On a day such as this one when we celebrate a joyous milestone in our congregation, we speak of and reflect on the great accomplishments of the past 140 years, as well as those of the present, and of bright hopes for the future. And we should do this because there’s much for which we should be thankful. But we do this mindful of the fact that the faith we and those who came before us labored to pass on from generation to generation is not one that casts us as heroes, but rather as villains—as the bandits on Christ’s right and his left.
There’s a great temptation to think of ourselves as the good guys—the ones who know best how our neighbors should live, eat, work, vote, raise kids, drive, dress, procreate, recreate, and on so on. And it’s easy to view those of our neighbors who follow our lead as the good guys and those who do not as the villains. But in Christ, we are all villains who are being made new in him—whether we sit at Christ’s right or at his left.
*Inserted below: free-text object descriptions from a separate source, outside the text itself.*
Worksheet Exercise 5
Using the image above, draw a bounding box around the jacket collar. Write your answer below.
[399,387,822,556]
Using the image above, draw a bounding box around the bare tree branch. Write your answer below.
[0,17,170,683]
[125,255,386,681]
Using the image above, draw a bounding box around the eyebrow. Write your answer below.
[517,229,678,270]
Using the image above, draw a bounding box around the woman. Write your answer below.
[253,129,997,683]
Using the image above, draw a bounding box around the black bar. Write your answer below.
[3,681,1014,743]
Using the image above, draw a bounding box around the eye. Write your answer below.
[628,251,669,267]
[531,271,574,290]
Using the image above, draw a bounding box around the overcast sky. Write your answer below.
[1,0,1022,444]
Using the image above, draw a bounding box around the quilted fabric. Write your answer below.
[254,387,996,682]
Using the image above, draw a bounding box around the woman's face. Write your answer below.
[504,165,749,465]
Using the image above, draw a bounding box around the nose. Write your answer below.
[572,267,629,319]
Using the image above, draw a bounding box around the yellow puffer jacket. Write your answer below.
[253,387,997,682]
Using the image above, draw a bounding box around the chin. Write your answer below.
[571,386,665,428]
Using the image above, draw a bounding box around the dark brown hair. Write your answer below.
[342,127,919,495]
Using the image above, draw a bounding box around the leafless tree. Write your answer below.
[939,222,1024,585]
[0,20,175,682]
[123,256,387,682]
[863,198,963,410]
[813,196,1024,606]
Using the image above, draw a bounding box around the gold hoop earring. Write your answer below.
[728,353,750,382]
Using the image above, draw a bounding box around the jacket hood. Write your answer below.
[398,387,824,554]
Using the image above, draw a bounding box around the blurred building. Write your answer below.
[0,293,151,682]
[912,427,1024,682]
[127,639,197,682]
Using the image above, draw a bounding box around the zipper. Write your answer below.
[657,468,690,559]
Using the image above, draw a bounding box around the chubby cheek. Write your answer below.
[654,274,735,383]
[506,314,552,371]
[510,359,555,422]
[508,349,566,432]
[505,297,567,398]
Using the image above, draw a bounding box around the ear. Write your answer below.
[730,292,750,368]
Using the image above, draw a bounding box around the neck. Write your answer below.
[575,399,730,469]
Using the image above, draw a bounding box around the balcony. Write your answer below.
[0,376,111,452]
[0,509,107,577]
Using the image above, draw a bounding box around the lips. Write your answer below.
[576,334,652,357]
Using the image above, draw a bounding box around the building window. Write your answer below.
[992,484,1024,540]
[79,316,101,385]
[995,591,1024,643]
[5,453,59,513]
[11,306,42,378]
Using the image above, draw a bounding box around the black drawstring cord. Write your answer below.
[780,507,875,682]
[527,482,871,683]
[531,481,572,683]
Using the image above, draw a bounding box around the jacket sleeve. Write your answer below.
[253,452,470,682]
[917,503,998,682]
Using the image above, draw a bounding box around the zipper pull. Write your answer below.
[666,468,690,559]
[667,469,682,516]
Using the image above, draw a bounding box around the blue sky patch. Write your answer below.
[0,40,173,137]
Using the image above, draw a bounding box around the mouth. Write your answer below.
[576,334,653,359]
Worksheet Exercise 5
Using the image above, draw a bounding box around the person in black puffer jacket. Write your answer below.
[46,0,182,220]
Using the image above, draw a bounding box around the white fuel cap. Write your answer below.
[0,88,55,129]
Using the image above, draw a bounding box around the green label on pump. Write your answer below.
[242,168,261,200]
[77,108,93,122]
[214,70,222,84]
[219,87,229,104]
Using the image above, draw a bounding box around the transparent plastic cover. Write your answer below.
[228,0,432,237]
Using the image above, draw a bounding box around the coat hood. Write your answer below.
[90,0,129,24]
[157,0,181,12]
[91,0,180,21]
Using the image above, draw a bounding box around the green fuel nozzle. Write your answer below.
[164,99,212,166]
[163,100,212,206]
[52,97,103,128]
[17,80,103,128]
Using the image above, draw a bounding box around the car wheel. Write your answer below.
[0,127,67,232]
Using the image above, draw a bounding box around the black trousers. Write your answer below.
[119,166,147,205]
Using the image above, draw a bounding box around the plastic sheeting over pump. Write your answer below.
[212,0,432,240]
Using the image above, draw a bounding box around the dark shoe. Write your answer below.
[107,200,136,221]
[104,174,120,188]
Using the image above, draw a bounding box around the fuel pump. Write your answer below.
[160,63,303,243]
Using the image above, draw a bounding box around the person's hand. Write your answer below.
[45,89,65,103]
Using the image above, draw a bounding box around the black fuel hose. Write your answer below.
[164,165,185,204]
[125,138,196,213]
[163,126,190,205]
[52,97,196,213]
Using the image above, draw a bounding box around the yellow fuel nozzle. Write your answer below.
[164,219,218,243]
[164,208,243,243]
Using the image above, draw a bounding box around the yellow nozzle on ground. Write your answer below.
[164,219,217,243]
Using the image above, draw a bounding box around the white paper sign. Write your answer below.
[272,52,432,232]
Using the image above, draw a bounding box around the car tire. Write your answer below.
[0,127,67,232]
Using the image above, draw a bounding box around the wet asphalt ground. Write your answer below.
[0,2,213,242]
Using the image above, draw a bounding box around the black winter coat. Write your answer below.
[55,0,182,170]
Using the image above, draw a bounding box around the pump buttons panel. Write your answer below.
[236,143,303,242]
For 140 years we’ve been numbering people among Christ’s betrayers—men and woman who are saved not by virtue of their self-sacrifice or their merit or their having been “on the right side of history” or any other such thing, but by Christ’s death and resurrection which he suffers specifically for the sake of you, his betrayers, so that you may also be numbered among his elected saints. For because you sit at Christ’s right and at his left in his death, you shall surely be at his side when he comes in his glory. Amen.